Friday, Mar. 12, 1965
Compulsory Jury Trial
THE SUPREME COURT
Charged on 30 counts of using the U.S. mails to swindle amateur song writers, Mortimer Singer of Los Angeles sought to waive jury trial in a federal district court on the theory that he would do better if tried by a judge alone. The prosecutor refused. Found guilty by a jury, Singer got three years and a $4,250 fine. He appealed to the Supreme Court. Since the U.S. Constitution guarantees the right to jury trial in federal criminal cases, he argued, it also guarantees the right to waiver.

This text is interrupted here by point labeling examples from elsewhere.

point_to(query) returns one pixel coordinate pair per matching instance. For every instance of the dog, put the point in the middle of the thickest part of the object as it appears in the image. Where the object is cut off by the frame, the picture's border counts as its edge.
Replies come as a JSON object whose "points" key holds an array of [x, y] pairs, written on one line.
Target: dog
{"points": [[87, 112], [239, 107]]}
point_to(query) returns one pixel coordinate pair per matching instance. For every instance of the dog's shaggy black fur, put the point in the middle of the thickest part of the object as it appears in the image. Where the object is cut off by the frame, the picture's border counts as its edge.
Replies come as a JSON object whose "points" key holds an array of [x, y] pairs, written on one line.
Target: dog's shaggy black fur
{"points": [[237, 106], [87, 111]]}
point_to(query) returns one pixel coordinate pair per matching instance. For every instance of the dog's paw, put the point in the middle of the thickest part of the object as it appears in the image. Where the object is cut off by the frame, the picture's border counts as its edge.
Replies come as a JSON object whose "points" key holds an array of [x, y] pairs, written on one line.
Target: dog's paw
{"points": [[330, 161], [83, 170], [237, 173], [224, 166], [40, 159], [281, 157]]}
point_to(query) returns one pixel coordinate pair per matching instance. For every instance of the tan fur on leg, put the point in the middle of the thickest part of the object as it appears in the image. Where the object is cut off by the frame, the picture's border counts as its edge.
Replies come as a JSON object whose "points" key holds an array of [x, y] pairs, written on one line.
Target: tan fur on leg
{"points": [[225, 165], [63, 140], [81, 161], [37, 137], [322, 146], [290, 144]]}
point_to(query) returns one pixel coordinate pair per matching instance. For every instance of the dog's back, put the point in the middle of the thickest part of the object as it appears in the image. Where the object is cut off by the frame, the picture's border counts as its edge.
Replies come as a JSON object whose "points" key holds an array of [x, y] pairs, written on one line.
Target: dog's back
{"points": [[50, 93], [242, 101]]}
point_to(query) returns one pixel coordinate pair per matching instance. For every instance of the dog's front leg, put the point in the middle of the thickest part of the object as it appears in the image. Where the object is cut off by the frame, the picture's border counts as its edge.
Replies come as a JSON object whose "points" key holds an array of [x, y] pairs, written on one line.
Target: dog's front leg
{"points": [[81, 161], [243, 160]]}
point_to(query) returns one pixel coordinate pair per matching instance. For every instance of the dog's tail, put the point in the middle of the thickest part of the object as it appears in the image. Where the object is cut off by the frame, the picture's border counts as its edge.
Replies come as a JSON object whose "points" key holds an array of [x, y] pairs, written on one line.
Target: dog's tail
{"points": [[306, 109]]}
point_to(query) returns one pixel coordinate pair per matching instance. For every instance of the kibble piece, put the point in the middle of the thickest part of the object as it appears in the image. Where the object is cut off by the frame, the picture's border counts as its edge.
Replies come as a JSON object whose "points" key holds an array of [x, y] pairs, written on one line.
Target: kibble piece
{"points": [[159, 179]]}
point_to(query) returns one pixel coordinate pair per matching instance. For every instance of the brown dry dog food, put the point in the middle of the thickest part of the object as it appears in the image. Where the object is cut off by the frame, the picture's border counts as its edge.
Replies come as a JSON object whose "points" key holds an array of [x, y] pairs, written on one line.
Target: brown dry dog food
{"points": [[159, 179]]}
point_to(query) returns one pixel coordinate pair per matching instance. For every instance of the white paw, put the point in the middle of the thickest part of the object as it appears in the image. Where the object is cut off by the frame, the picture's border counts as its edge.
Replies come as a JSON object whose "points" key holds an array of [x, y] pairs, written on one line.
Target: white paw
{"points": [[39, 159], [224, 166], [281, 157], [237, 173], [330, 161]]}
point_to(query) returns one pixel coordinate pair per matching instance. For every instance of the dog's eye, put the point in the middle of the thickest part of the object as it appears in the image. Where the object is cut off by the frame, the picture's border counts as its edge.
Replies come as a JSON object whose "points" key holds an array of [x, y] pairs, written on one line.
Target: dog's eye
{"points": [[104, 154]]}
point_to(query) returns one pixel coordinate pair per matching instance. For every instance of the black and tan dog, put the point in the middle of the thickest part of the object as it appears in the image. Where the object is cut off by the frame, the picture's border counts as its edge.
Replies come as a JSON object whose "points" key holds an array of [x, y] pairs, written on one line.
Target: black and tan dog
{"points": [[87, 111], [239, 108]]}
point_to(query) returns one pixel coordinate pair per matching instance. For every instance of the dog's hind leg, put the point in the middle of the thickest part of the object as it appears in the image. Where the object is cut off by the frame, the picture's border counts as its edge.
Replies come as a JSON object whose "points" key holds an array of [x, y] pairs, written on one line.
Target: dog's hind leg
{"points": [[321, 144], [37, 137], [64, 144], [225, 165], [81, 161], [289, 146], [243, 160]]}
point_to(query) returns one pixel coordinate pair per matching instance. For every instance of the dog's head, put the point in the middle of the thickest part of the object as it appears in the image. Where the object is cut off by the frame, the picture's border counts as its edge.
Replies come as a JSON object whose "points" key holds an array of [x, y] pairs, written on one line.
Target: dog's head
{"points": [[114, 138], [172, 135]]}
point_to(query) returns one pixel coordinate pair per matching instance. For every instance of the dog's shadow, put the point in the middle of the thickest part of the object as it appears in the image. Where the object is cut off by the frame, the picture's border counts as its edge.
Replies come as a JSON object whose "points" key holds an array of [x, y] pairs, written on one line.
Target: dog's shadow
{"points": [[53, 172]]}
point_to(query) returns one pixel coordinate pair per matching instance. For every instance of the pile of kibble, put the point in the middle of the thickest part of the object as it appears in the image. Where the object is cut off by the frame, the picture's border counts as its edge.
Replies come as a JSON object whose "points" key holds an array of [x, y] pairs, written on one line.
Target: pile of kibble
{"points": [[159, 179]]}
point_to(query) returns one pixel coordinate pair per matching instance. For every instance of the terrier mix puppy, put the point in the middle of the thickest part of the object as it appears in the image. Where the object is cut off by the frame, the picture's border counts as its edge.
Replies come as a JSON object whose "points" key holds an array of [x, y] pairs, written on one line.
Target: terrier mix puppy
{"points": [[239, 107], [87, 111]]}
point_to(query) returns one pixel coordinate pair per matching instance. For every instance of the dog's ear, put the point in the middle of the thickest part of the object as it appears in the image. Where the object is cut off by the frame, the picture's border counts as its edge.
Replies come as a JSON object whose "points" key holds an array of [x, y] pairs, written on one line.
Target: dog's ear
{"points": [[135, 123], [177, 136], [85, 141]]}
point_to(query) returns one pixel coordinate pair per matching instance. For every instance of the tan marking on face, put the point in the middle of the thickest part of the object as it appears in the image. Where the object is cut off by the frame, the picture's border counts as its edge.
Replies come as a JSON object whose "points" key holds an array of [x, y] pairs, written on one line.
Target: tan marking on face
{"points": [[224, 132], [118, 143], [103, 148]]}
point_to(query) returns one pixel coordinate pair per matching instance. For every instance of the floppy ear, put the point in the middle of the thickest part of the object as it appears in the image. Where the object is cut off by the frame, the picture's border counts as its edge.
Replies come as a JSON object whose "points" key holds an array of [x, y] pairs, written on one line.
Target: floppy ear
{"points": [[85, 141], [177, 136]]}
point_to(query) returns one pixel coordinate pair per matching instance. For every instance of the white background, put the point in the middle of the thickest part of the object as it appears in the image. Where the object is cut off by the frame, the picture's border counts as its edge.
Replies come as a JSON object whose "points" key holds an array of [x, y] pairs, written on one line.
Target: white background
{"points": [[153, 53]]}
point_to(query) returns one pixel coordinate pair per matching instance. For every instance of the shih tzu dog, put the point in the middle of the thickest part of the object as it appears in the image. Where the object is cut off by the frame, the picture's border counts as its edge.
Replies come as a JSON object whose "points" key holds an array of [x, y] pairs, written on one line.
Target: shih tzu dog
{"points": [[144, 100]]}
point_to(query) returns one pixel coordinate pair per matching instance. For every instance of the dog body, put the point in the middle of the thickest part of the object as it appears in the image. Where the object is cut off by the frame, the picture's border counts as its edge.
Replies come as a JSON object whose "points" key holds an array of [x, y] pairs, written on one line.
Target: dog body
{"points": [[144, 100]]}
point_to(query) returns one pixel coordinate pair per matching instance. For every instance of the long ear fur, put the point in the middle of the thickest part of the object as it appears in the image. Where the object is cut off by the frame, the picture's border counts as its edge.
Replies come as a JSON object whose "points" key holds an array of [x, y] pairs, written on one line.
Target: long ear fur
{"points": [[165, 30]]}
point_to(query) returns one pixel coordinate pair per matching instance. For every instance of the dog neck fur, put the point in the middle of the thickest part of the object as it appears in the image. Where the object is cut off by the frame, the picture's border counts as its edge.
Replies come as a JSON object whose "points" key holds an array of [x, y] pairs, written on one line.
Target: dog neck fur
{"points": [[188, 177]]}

Speaking for a unanimous court, Chief Justice Warren utterly rejected Singer's "bald proposition." The Constitution, he said, provides for no more and no less than "impartial trial by jury." To its framers, in fact, jury trial was such a vital shield against oppression that some of them regarded it as the only permissible way of determining guilt. Not until 1930 did the Supreme Court rule that defendants can waive jury trial in federal criminal cases but then only with permission of both judge and prosecutor.
Singer argued that a defendant can act in his best interests, but Warren ruled that "the ability to waive a constitutional right does not ordinarily carry with it the right to insist upon the opposite of that right." When the prosecutor insisted on jury trial, Singer wound up with "the very thing that the Constitution guarantees him."